Annina geht jetzt plötzlich total gern ins Hora. Sie hat seit Samstag einen Freund aus dem Ensemble. Vielleicht bereut sie es jetzt sogar, dass sie beim Theaterstück nicht mitmachen kann, dass sie bald gar nicht mehr dabei sein wird. Darauf angesprochen, will sie dann doch nicht wirklich darüber reden. Ich raufe mir die Haare und krieg eine Krise.
Ich versuche sie klein zu halten und klammere mich im Loslassmodus fest.
Wenn alles schon aufgegeben ist, gehen manchmal unbekannte Türen auf – sagt man. Stimmt auch! Nur will ich es ja nicht schon jetzt zerreden oder vorwegnehmen und damit gar sabotieren.
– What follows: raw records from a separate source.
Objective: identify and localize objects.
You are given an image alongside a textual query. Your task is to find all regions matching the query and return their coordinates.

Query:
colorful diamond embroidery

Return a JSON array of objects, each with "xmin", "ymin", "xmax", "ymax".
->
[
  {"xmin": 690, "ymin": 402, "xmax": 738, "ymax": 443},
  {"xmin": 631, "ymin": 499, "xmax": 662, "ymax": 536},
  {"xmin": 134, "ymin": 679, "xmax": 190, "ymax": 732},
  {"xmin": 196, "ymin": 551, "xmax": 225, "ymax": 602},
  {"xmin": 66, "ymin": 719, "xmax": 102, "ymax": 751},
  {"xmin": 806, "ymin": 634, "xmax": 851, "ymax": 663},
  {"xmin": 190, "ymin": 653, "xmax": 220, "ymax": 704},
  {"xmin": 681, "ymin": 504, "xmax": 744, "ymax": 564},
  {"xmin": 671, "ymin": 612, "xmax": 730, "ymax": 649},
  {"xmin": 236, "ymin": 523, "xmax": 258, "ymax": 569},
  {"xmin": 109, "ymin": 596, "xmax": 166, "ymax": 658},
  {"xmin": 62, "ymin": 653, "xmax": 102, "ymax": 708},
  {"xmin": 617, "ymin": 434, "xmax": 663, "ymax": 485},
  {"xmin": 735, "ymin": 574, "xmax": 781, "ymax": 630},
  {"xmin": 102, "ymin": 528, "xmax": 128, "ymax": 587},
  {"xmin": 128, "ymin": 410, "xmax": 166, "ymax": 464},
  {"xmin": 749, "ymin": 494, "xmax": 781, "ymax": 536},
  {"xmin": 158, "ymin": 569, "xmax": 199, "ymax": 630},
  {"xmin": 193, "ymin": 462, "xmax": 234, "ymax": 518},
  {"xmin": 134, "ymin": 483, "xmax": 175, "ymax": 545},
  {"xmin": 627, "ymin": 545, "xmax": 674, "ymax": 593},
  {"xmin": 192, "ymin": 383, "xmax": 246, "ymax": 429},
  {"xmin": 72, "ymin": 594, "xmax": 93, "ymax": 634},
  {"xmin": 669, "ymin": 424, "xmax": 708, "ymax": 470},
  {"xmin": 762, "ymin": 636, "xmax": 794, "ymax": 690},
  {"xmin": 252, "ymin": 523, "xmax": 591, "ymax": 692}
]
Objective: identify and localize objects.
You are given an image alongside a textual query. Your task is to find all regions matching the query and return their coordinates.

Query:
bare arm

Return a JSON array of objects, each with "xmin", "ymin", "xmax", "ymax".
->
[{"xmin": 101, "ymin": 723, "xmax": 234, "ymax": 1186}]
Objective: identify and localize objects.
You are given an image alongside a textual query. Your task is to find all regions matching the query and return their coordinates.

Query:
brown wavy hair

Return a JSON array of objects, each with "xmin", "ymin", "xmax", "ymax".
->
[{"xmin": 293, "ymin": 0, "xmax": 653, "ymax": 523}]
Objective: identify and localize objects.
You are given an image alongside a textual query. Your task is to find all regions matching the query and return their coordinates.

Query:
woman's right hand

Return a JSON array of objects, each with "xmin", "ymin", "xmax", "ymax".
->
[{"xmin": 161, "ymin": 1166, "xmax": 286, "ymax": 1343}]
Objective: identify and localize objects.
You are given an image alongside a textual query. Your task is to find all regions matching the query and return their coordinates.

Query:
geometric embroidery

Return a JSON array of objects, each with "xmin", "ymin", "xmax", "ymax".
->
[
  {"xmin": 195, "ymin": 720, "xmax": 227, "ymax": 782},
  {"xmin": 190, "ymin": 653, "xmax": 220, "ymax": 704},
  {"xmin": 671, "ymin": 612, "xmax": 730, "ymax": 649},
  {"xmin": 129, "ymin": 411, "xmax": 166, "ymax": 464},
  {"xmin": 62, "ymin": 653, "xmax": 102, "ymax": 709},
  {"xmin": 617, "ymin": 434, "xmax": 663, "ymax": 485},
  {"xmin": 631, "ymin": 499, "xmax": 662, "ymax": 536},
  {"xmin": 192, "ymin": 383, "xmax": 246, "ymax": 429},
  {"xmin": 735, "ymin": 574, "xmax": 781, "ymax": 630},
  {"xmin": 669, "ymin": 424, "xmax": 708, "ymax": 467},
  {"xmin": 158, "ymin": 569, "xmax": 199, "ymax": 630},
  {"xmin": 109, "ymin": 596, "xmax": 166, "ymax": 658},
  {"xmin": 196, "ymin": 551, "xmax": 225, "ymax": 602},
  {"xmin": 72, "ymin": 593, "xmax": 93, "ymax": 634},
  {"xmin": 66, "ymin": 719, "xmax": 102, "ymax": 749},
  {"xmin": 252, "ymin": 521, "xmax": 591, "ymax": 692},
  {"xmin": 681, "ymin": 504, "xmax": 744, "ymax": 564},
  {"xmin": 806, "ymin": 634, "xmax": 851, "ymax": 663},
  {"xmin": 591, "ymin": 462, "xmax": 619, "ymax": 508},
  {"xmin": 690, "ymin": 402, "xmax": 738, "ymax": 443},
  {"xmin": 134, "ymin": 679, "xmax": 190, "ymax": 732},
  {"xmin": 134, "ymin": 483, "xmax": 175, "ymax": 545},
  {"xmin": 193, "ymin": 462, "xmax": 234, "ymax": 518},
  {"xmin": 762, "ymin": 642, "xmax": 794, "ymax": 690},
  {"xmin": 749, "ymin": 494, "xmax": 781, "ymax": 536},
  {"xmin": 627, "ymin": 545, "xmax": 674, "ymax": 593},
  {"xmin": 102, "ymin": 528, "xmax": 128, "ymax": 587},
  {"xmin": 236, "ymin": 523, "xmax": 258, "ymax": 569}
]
Man sieht’s: ich drehe Schlaufe um Schlaufe, erwäge dies und das, suche das Beste für meine Tochter und muss die Entscheidung dann doch ihr überlassen. Und wieder…. und wieder wiederholen wir die Geschichte. Ich frage und bekomme verwirrende Antworten, ich frage nochmals und bekomme keine Antworten. „Hör uf Mami!“
So gestaltet sich der Umgang mit Down-Menschen: die Wiederholung ist ein entscheidendes Element, auch beim Lernen. Wir Normalos brauchen vielleicht fünf Wiederholungen, bis wir etwas begriffen haben, Menschen mit Down Syndrom manchmal fünfzig.
Ich müsste es wissen. Entscheidungsfindungen sollten immer auch im Lichte dieses Aspektes stehen. Manchmal vergessen wir’s in unserer Ungeduld und Getriebenheit.
Der Hora-Betrieb muss sich aber in gewissen Belangen anpassen um auf dem ersten Arbeitsmarkt zu funktionieren. Darum wird hier nichts mit fünfzig Wiederholungen.
Die zweite Woche von insgesamt noch acht hat begonnen.